76

Chef Server Logging with the ELK Stack – Part 1

 5 years ago
source link: https://www.tuicool.com/articles/hit/fuMJBzy
Go to the source link to view the article. You can view the picture content, updated content and better typesetting reading experience. If the link is broken, please click the button below to view the snapshot at that time.
iUfqq27.png!web

How many recipes do you have in your cookbook? This isn’t off topic, for today I’ll be exploring the ins and outs of Chef logging to help you maintain the state of your kitchen. (Last of the bad puns.)

For those unfamiliar, Chef is a configuration management and platform automation tool that sits in the same space as Puppet ( which we wrote about previously ).  The secret sauce of these tools (apparently I wasn’t done with the puns after all) is that they help you manage your infrastructure as code, allowing you to create and maintain automated, consistent, testable, and version controlled infrastructure configurations.

The 411 on Chef Microservices

For this tutorial, I’ll be showing how some of the microservices log messages for the Chef server itself. That said, it’s important to have a basic understanding of the top level concepts in Chef-verse. When deploying Chef for regular use, please adhere to best practices for Chef deployments. For more information about Chef best practices, take a look at Chef’s blog post on the topic .

Now into the fray.

Chef has a lot of services running under the hood that are responsible for “making it tick”, all of which are putting their logs in the Chef logging directory, opscode . The top level view of how everything looks for an HA / Production Chef configuration:

For the servers, which is the focus of this piece, you can see the following:

  • bookshelf : An S3 compatible service for storing cookbooks and all their related files.
  • nginx : Manages traffic to the Chef server.
  • oc-id : The authentication/authorization service.
  • oc_bifrost : Authorization API server. It replaced the Authz service, whose name lingers on in the log naming conventions.
  • opscode-erchef : Handles internal server API requests.

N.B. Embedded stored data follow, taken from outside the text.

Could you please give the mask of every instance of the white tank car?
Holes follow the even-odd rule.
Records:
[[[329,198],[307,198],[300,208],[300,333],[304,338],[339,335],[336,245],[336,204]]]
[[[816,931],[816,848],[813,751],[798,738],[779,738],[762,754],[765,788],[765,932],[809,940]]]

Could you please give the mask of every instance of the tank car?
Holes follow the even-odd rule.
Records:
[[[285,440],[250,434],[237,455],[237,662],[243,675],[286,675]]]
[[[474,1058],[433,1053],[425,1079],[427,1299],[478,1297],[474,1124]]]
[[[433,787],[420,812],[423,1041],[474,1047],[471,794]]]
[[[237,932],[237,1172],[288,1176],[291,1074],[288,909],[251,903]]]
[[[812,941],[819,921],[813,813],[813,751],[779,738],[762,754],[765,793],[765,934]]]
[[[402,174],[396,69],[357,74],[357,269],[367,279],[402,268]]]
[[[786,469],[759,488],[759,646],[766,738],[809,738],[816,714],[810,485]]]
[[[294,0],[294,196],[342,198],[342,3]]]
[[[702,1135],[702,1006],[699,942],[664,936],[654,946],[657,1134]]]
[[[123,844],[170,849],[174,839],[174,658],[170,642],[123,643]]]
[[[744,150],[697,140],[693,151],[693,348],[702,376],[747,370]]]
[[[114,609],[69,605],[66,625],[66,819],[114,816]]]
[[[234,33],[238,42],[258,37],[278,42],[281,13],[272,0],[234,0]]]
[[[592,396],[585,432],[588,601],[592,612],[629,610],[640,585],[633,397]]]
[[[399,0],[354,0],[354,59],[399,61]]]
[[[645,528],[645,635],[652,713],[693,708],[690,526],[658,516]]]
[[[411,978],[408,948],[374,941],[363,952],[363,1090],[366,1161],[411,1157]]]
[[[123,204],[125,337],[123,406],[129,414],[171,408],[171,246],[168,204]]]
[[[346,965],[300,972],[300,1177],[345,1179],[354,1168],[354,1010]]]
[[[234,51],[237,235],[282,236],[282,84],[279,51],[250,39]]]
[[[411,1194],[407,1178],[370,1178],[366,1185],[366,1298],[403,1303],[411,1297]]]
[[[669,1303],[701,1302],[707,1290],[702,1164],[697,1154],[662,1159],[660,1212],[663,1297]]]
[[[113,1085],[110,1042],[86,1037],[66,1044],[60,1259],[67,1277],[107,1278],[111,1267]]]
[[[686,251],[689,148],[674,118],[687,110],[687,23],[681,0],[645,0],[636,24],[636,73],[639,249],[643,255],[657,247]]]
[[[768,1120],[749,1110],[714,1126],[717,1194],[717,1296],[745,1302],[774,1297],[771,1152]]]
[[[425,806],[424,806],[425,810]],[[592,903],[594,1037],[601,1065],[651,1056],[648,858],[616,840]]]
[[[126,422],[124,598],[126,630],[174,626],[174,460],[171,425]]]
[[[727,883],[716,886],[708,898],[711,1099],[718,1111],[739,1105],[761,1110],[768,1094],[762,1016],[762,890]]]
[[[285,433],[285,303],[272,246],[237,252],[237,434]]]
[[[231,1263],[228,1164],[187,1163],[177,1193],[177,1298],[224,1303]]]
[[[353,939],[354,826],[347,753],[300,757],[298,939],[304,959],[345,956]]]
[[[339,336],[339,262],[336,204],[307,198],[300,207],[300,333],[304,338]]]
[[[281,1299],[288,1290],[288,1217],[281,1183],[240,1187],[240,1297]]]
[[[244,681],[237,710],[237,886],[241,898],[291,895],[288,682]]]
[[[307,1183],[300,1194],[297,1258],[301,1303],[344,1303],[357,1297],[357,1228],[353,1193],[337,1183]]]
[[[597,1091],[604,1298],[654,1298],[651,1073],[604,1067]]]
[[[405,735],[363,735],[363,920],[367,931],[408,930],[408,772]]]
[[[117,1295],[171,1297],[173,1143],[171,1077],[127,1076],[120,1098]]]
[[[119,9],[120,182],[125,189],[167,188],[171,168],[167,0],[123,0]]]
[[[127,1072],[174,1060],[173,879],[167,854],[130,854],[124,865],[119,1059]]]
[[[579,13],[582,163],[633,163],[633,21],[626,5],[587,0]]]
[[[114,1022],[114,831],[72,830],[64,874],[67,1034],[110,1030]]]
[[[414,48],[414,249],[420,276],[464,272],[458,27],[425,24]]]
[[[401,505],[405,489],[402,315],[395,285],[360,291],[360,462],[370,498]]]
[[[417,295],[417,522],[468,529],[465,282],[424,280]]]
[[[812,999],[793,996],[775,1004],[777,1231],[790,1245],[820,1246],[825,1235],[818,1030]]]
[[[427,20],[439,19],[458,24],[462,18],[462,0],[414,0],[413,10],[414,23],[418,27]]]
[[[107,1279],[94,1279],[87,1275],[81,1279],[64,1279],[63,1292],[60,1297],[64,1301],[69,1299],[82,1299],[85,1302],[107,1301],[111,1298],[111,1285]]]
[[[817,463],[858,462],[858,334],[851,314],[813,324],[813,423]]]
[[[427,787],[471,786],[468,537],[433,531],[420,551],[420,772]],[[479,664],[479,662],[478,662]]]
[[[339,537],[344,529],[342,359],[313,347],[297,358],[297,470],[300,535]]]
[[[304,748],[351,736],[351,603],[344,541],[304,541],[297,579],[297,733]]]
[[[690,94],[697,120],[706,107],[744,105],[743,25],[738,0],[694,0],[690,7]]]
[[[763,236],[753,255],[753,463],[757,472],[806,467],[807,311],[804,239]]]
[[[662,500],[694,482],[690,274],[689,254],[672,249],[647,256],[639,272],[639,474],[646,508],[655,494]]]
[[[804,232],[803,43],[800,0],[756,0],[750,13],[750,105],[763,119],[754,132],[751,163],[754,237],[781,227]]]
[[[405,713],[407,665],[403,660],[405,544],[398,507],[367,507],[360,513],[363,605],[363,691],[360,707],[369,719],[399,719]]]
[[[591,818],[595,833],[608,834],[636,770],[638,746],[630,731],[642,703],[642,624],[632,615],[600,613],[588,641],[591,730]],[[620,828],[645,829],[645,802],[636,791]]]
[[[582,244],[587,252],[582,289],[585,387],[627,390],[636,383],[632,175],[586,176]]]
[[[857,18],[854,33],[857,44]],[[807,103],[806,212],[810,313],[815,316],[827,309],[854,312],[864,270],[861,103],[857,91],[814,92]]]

The status of all services can be checked using the following:

sudo chef-server-ctl status ${SERVICENAME}

Taking a quick look at these services in the Chef logging directory:

$ sudo tree -L 1 /var/log/opscode/
/var/log/opscode/
├── bookshelf
├── logrotate.status
├── nginx
├── oc_bifrost
├── oc-chef-pedant
├── oc_id
├── opscode-chef-mover
├── opscode-erchef
├── opscode-expander
├── opscode-solr4
├── postgresql
├── rabbitmq
└── redis_lb

Phew! That’s a fair few log types to get through. For brevity, in this post I’ll be primarily focusing on the opscode-* and nginx logs. The opscode-* services correspond to the components responsible for handling both the internal and external API requests, unpacking data for insertion into either Apache Solr (single server) or Elasticsearch (high availability configuration), and handling tasks of Chef management. The nginx server hosts the management UI and related requests. When logging production Chef, it is important to import and parse all logs in the parent directory, which you will be able to do by applying the same principles I will be covering here.

Demo Environment Options

Prerequisites

In order to get started, ensure that you have:

  • An existing Chef environment with Filebeat installed.
  • An existing ELK environment – either self hosted ELK or our platform will work.

If you do not have an existing ELK or Chef environment, please feel free to take a look at my Github repo for building a demo environment to follow along with.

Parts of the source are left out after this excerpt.